Files
Abstract
Telephone spam and scam has become an increasingly prevalent problem in many countries all over the world. To effectively detect telephone spam, we present a novel detection system which uses a combination of unsupervised and supervised machine learning methods to mine new, previously unknown spam numbers from large datasets of call detail records (CDRs) with a small seed of confirmed known spam phone numbers. Our experimental results show that the system is able to greatly expand on the initial seed of known spam numbers by up to about 250\% while aiming for zero false positives. In the research on telephony spam, we noticed that most of previously proposed mitigation methods can be evaded by robocalls that leverage caller ID spoofing technique. To fight against such mass robocalls prevailing in modern life, we propose a novel prototype of virtual assistant (VA) application for smartphones to automatically vet incoming calls. The VA system can pick up an incoming call and screen it with deep learning modules without user interruption to determine if the call is unwanted.
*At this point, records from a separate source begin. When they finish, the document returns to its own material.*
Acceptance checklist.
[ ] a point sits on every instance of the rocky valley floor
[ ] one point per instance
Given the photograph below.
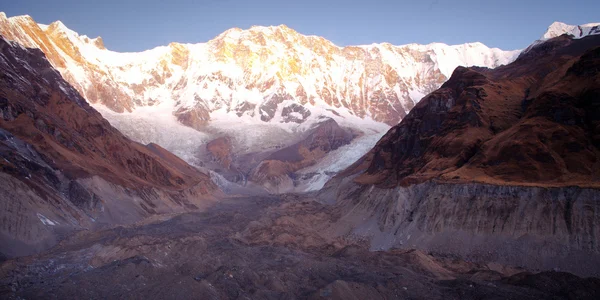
(262, 248)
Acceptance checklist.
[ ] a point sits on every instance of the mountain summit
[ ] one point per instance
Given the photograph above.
(252, 72)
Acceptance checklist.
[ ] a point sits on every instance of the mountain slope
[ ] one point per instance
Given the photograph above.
(497, 165)
(252, 72)
(65, 168)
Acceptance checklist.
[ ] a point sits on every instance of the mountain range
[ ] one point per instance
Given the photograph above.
(273, 82)
(183, 171)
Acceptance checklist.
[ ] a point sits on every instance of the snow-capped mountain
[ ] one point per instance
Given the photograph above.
(265, 88)
(577, 31)
(252, 72)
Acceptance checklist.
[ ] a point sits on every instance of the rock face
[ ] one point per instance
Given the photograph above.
(534, 121)
(252, 72)
(65, 168)
(277, 171)
(497, 164)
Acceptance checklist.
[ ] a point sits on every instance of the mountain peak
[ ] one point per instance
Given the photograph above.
(577, 31)
(21, 18)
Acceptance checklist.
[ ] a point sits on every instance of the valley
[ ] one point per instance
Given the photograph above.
(268, 164)
(263, 248)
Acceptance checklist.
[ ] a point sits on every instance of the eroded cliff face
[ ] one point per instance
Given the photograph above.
(534, 227)
(496, 165)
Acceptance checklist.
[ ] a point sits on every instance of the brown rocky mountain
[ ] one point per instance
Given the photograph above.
(277, 171)
(498, 163)
(66, 168)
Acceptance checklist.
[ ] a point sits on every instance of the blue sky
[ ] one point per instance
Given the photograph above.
(135, 25)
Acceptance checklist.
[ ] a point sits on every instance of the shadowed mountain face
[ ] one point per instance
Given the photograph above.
(533, 122)
(64, 167)
(497, 165)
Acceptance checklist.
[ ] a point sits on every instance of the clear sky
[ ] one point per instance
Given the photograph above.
(135, 25)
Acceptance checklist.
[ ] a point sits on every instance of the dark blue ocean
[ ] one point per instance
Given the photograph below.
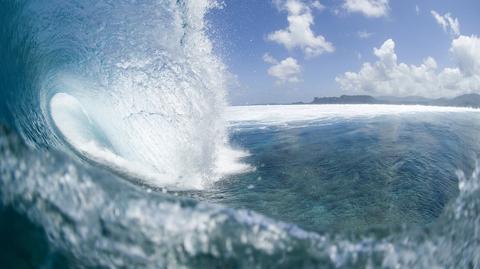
(118, 149)
(353, 175)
Furthermore, we perform a comprehensive investigation over a specific type of telephony scam that tricks victims into calling scammers, namely Technical Support Scam(TSS). Since modern TSS websites intentionally create text content which is highly similar to that of benign technical support pages, current content-based models are not sufficient to detect TSS websites. We first report major components of TSS ecosystem based on an investigation over TSS underground market. With the obtained understanding, we build a multi-source pipeline to collect large amount of ground truth TSS websites from both search result and ads with mainstream search engine. After analyzing characteristics of TSS websites in multiple dimensions such as phone number prominence on web page layout, phone number change in history and backlink importance in TSS website rank promotion, we propose a novel topic-agnostic model to detect TSS in search results and make suggestions to fight against TSS in ads. The experimental results show that our proposed defense is effective.